Manager Murdered
July 16, 2007The deputy manager of German publisher, Bertelsmann's Russia office was found dead in her country house outside of Moscow, Russian prosecutors said in a statement on Monday.
"The body of 47-year old Marina Pisareva was found on the morning of July 15 ... with stab wounds," the prosecutor said in a statement posted on the department's Internet site. "Different scenarios are being investigated including the one that the murder was connected with the work of M. Pisareva."
Investigators said nothing appeared to be stolen from Pisareva's house and that she was killed with a rare dagger that belonged to her and was recovered at the scene.
Motive for murder remains unknown
Bertelsmann, however, said Monday that there was no evidence of a connection between the murder and the publisher's business activities.
"Bertelsmann Media Moscow publishes coffee table books and had no political content," said Klaus Markus, a spokesman for Bertelsmann DirectGroup, which has operated in Russia since 1992 and employs 17 people.
A media conglomerate, Bertelsmann has branches dealing with television, book and magazine publishing, and music sales. The firm, whose divisions span US publisher Random House and Europe's largest commercial broadcaster, RTL Group, earned 2.4 billion euros ($3.3 billion) of net profit in 2006. The German company also has interests in Russian publishing and television, including a stake in national television channel Ren-TV.
Spate of high-profile killings
Though contract killings are less common in Russia than directly after the break up of the Soviet Union in the 1990s, there has been a series of high-profile assassinations in recent months.
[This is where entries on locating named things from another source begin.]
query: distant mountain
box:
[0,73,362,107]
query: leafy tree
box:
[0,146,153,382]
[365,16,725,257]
Central banker Andrei Kozlov, who led the fight against corruption in the nation's banking industry, was assassinated in September, Zelikhman Magomedov, an oil industry consultant, was killed in Moscow in November, and Enver Ziganshin, chief engineer of a BP Russia Petroleum unit, was killed in September.
Several media representatives have also been murdered in recent years. Last October Anna Politkovskaya, a journalist known for holding views critical of the Kremlin, was killed. In July 2004 Paul Klebnikov, head of the Russian edition of Forbes magazine, was shot in the street. Neither of the murders have been solved.
The International Journalists Association estimated that nearly 300 journalists have been killed in Russia in the last 14 years, with over 80 of the deaths having a connection to the journalists' professional work.